At only 13, Zione (not real name) has a very daunting and demanding responsibility. She looks after her two younger sisters. She bathes them, prepare them food and does all the household chores in the home to make their lives bearable.
Little Zione's 'workload' and responsibilities are large when equated with her tender age. The role she has in her home would have been her mother's role if only she were alive.
If only her mother was alive, Zione herself could have been taken care of together with her sisters. Zione would have been in school. The mother would have been there for her children all the time. She would have tried her best to give the children their basic and essential needs.
Unfortunately for Zione and many other children in the country, her mother died when she was very young. She died soon after giving birth to her third child, Zione's sister who is now a year old. The hospital personnel attributed her death to her late arrival at the hospital.
The hospital was 'sure' that the mother would have survived had she arrived there earlier.
"Life has not been the same since my mother's death. My father left soon after her death and married another woman from a nieghbouring village. We had no option but stay with my grandmother who is very old," laments Zione who had to drop out of school to look after her sisters.
To make matters worse, her father has not been providing any financial or material assistance to the children despite him having a job as a security guard at a nearby school.
The death of Zione's mother is but one of the many pregnancy related deaths the country continues to experience. Malawi is said to have one of the highest maternal mortality rates in the continent.
As Minister of Health, Marjorie Ngaunje puts it; Malawi's staggering maternal mortality ratio of 984/100,000 live births is still unacceptably too high."
In simple terms, out of every 100,000 mothers who give birth, 984 of them die to pregnancy related complications. These deaths result into a lot of problems in the homes considering the great role that mothers play in their homes and in society as a whole.
"Death of a pregnant woman or mother in any family is a catastrophe. I am saying this because such a death, deprives the household of vital income as well as love and affection," says Ngaunje.
She says loss of women's lives has a direct effect on family structure and it also affects society as a whole since it has to cope with orphaned children who are left behind.
The Minister says it is sad to note that one of the reasons why the country still has a high maternal mortality ratio is failure to bring patients to the appropriate health facilities in time.
She explains that this normally happens due to transport problems to ferry the patient to the health facilities.
Ngaunje says it is the wish of government through her Ministry to ensure that measures are put in place to save the situation.
"It is therefore important that everything possible should be done to save the lives of our beloved mothers who are key to new generations in our society," says the minister.
She says that her ministry's goal is to ensure that maternity cases should be referred from Health Centres to District Hospitals or from District Hospitals to Central Hospitals in time before complications arise.
Ngaunje adds that government and its development partners are sparing no effort to bring in interventions aimed at ensuring a transport system that will move referral patients from one facility level to another.

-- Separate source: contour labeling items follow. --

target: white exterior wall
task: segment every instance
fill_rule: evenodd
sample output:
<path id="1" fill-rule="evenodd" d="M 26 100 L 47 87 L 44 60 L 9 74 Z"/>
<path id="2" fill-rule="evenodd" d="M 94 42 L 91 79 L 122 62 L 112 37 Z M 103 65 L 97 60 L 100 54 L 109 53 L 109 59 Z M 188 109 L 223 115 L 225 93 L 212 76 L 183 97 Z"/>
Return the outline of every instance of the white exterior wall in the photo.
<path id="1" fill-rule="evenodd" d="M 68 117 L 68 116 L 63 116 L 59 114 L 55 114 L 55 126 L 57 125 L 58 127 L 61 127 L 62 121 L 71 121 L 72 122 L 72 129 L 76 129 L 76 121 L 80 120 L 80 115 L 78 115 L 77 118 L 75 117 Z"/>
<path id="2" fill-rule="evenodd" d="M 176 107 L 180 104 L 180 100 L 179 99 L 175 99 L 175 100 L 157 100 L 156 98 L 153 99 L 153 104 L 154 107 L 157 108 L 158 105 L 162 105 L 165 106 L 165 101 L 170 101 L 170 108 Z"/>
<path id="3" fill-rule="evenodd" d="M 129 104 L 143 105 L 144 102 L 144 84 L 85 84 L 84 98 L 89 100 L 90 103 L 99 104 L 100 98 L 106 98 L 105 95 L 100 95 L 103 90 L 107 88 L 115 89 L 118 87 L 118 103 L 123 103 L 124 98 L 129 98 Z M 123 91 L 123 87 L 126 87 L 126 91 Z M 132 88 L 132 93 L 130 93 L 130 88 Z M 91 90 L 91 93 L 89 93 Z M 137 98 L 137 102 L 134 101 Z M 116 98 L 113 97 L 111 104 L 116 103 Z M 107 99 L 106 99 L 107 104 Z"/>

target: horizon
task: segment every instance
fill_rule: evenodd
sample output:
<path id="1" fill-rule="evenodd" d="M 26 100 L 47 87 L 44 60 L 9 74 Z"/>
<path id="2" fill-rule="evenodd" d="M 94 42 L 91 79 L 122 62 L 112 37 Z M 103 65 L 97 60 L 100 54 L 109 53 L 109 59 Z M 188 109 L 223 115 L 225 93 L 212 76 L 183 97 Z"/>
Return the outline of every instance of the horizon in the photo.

Speedy handling of clients through the provision of transport in good time is one of the strategies in the road map that has been recently launched by the ministry.
The road map is yet another move by my ministry towards reducing the high maternal mortality ratio. The road map stipulates several strategies which will guide policy makers, programme managers, development partners, the civil society and other stakeholders in their support to government's efforts towards accelerated attainment of the millennium development goals related to maternal and new born health," says Ngaunje.
The ministry has of late encouraged the use of motor cycle ambulances as an intervention in the ambulatory services.
The motor cycle ambulances are indeed proving to be effective to the communities especially those in the rural areas where most of the roads are really in bad shape.